Search

Sunday, June 13, 2010

ColdFusion likes lazy programmers



I don’t usually like to alias my code. Even when I write SQL I like to use the full field name, schema.table.column. I only use aliases when I’m in a sub query and need to reference the main query; then it’s required. I do the same thing in ColdFusion, I don't usually assign deep variables to a reference (no I don't really think it's lazy, just my preference).


Recently I was working with xml documents uploaded by users. For some reason my looping through my collection was timing out. My test document has 12,804 child elements from the root. At first I thought it was the processing I was doing within the loop. I kept removing sections of code trying to find out where the problem was. Finally I was left with a single cfoutput of a single element and my code was still timing out.


I’m not sure why I decided to try, because it isn't something I would normally do, but I assigned the parsedXML to a reference. To my surprise this solved my timeout problem. It solved it so well... my head exploded.

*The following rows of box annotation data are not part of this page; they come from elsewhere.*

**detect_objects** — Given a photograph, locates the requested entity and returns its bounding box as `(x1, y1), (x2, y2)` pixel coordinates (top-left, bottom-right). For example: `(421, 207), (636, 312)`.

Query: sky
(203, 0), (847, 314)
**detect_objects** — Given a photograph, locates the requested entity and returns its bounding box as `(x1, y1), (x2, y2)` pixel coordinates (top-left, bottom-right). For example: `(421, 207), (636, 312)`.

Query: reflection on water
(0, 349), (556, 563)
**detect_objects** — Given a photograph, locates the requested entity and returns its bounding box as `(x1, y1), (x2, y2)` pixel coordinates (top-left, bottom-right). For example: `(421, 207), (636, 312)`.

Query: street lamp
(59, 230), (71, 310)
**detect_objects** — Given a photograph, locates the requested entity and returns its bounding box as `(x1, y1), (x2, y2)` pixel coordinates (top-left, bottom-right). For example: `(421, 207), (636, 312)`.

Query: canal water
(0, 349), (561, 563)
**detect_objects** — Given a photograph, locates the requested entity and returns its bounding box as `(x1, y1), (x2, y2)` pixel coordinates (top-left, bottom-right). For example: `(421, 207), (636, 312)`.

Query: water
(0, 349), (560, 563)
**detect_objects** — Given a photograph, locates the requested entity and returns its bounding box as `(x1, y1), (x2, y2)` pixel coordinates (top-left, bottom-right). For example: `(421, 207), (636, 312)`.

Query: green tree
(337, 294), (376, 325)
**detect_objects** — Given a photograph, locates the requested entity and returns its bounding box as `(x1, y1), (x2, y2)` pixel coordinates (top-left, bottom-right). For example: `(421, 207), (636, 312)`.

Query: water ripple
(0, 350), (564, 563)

Here is a simple test to show the contrast.
The first loop uses the full variable syntax:
variables.parsedXML.XMLrootElement.XMLChildElement[variables.i].id.xmlText
The second loop uses the reference:
variables.XMLByRef[variables.i].id.xmlText
<cfsetting requesttimeout="960" /> 
<cfset variables.parsedXMLLen = arrayLen(variables.parsedXML.XMLrootElement.XMLChildElement) > 
<cfset variables.startXMLLongLoop = getTickCount() > 

#variables.parsedXML.XMLrootElement.XMLChildElement[variables.i].id.xmlText#


<cfset variables.stopXMLLongLoop = getTickCount() >

<cfset variables.XMLByRef = variables.parsedXML.XMLrootElement.XMLChildElement > <cfset variables.startXMLShortLoop = getTickCount() > #variables.XMLByRef[variables.i].id.xmlText# <cfset variables.stopXMLShortLoop = getTickCount() > Fully qualified: #variables.stopXMLLongLoop-variables.startXMLLongLoop# miliseconds to loop #variables.parsedXMLLen# times Referenced: #variables.stopXMLShortLoop-variables.startXMLShortLoop# miliseconds to loop #variables.parsedXMLLen# times
The result:
Fully qualified: 537765 miliseconds to loop 12804 times
Referenced: 250 miliseconds to loop 12804 times
The first loop using #variables.parsedXML.XMLrootElement.XMLChildElement[variables.i].id.xmlText# took almost 9 minutes to run!!
The second loop using #variables.XMLByRef[variables.i].id.xmlText# only took a quarter second??!! WTF just happened here? Anyone know why using a reference variable is faster than using the fully qualified variable?

Thanks!


4 comments:

  1. G'day:
    I think you're confusing "laziness" with "expedience" and "clarity". With your verbose approach you are not being "more thorough", you're writing unnecessarily cluttered code, which will be adding a maintenance overhead... from being harder to read.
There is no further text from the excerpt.